4. Use according to claim 1 or 2 of a LDH of formula (II) wherein M2 is selected from Co and Ca and M3 is Co.

5. A process for synthesizing a cobaltite of formula Ca₃Co₄O₉, which comprises the step of heat treating a mixture of:

(i) a LDH of formula (IIIa):

[M2_1−xM3_x(OH)₂]^x+[Aⁿ⁻]_x/n .mH₂O (IIIa)

in which:

M2 and M3 each are Co, A is an anion, and

x is such that 0.1×0.5, and

(ii) either a source of calcium or a LDH of formula (IIIb)

[M2_1−xM3_x(OH)₂]^x+[Aⁿ⁻]_x/n .mH₂O (IIIb)

in which:

M2 is Ca, M3 is Co, A is an anion, and

x is such that 0.1≦x≦0.5.

6. The process according to claim 5, wherein the source of calcium is CaCO₃.
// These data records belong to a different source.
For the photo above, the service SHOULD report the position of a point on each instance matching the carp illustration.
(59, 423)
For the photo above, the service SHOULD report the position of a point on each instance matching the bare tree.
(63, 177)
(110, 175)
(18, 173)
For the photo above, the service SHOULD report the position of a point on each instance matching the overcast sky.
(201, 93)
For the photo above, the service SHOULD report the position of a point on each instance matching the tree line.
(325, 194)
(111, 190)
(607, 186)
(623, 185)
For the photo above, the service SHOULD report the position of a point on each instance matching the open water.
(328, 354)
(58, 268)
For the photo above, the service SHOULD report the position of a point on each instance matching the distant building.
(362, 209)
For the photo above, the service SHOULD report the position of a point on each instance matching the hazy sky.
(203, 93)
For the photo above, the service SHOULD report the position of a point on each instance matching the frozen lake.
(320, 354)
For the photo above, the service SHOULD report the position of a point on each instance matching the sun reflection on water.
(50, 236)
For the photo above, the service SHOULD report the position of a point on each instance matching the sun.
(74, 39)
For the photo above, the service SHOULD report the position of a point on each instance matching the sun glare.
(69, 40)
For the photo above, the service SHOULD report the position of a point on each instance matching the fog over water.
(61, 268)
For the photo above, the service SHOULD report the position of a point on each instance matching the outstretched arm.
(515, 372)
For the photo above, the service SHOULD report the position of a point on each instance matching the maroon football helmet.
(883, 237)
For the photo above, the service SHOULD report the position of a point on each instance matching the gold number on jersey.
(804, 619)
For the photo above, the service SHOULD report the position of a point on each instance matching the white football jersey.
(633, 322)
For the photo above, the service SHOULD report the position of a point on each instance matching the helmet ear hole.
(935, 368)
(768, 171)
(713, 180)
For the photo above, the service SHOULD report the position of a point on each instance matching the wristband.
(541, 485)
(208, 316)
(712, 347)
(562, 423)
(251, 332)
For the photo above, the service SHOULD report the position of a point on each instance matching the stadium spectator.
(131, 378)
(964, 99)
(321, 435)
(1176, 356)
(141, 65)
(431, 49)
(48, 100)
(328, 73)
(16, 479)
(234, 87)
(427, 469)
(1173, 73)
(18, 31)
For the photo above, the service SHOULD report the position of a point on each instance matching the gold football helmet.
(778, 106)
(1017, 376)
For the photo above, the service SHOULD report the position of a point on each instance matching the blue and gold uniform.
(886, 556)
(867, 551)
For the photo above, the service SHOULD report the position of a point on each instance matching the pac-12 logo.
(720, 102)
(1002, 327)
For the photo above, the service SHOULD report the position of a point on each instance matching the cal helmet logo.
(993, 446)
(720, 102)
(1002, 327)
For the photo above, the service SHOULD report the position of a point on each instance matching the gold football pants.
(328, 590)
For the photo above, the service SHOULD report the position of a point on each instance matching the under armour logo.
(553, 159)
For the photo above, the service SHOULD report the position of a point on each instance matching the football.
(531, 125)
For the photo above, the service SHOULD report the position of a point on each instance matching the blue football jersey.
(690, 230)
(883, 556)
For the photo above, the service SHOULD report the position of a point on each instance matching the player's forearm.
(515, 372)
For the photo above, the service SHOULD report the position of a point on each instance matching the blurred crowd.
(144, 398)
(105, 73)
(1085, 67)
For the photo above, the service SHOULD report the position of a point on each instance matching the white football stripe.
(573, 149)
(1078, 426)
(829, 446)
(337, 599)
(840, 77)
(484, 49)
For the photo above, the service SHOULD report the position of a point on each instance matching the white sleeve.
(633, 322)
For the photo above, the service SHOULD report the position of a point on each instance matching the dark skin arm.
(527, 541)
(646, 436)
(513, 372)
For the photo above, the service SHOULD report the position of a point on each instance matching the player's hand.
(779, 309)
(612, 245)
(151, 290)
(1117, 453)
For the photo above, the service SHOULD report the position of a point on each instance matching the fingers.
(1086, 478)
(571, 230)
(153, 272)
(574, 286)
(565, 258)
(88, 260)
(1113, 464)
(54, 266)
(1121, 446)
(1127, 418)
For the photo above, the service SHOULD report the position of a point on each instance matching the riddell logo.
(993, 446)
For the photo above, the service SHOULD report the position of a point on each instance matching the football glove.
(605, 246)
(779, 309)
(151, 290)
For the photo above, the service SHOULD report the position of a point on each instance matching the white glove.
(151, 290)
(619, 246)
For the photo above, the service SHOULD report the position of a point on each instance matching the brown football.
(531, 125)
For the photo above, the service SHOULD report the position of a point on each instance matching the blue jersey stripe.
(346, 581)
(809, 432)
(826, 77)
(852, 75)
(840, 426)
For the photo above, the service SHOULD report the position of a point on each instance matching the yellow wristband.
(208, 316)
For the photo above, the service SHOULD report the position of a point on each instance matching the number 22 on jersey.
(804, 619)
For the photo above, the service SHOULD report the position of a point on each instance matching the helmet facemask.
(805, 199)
7. Use of a cobaltite of formula Ca₃Co₄O₉obtained by the process of claim 5 or 6 as a thermoelectric material.

8. A thermoelectric device comprising a thermoelectric material as defined in claim 7.

9. Use of the thermoelectric device of claim 8 for the waste heat recovery of automobile engines

10. A method for recovering waste heat from automobile engines wherein a thermoelectric device as defined in claim 8 is used.